News Corp Australia veteran Campbell Reid says the most critical time of his 40-year-plus media career is right now.

News Corp Australia veteran Campbell Reid. Picture: John Fotiadis
News Corp Australia veteran Campbell Reid. Picture: John Fotiadis

News Corp Australia veteran Campbell Reid says the most critical time of his 40-year-plus media career is right now, as the industry looks to emerge stronger from the technology assault.

Reid, who was one of the first journalists to edit both The Australian and The Daily Telegraph newspapers for Rupert Murdoch, said the global digital revolution had “greatly helped the media industry, which is now under attack by the same tools”.

“The incredible change has been in the last 10 or 15 years with the digital revolution, the change in both the ability for journalism to be created more quickly and more accurately, and distributed more widely than ever before.

“And at the same time, the very technologies that empowered that revolution in news gathering are also massively undermining its business model,” Reid told The Australian.

“I frankly think that the most important time and most challenging time and the best time of my career is right now, as we seek to reclaim the place of professional and commercial journalism as society sort of recalibrates its relationship with the tech platforms.”

Reid’s extensive work in the media industry has been recognised in the Queen’s Birthday Honours, receiving a Member of the Order of Australia for his significant service to the print media.

Reid has worked for Murdoch for most of his career and is currently responsible for corporate affairs, policy and government relations teams across News Corp Australia’s publishing and broadcast operations.

Previously, Reid was director of editorial management and group editorial director for more than 10 years, overseeing News’ editorial publications and development in Australia. He was also general manager of News Queensland, New York bureau chief and editor-in-charge of News’ 1996 Atlanta Olympics Games coverage.

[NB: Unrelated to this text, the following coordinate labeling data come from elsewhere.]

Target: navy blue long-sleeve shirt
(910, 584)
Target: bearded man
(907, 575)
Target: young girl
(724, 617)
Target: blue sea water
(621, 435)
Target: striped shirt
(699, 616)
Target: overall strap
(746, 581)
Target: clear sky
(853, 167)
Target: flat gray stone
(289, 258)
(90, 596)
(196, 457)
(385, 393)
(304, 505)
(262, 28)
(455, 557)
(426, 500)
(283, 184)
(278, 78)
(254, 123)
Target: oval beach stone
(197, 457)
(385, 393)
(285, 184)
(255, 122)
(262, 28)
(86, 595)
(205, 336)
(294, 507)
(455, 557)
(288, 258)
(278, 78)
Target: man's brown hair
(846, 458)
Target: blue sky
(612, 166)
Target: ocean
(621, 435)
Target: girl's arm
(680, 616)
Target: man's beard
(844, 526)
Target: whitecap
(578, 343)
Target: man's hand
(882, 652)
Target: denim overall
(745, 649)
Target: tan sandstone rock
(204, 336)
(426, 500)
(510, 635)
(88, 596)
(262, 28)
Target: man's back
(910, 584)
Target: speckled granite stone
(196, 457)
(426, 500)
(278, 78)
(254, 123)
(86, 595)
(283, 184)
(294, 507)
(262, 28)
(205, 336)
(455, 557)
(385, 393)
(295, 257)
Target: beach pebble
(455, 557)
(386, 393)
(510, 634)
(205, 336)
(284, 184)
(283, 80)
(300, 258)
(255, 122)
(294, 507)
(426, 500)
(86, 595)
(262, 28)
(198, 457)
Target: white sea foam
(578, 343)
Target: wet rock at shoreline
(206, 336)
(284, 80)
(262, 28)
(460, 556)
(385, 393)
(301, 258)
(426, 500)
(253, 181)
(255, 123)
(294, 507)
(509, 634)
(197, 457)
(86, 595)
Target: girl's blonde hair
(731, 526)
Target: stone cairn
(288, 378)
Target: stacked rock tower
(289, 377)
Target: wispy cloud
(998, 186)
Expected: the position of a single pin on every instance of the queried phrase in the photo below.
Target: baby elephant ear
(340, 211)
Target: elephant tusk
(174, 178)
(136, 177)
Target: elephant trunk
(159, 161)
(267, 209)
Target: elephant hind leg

Reid described his extensive career, which started as a cadet in New Zealand in 1976, as an “amazing, accidental adventure”. He also thanked the “crazy characters of editors and teachers and the executives and reporters” that he worked with over the years, and said he was “a little bit overwhelmed” by the award.

Despite the assault by tech giants, including Google and Facebook, Reid said the local news industry was top class, and needed to be protected.

“I firmly believe that Australia has an extraordinary, robust, indeed kind of irreverent, larrikin news reporting culture that we should treasure.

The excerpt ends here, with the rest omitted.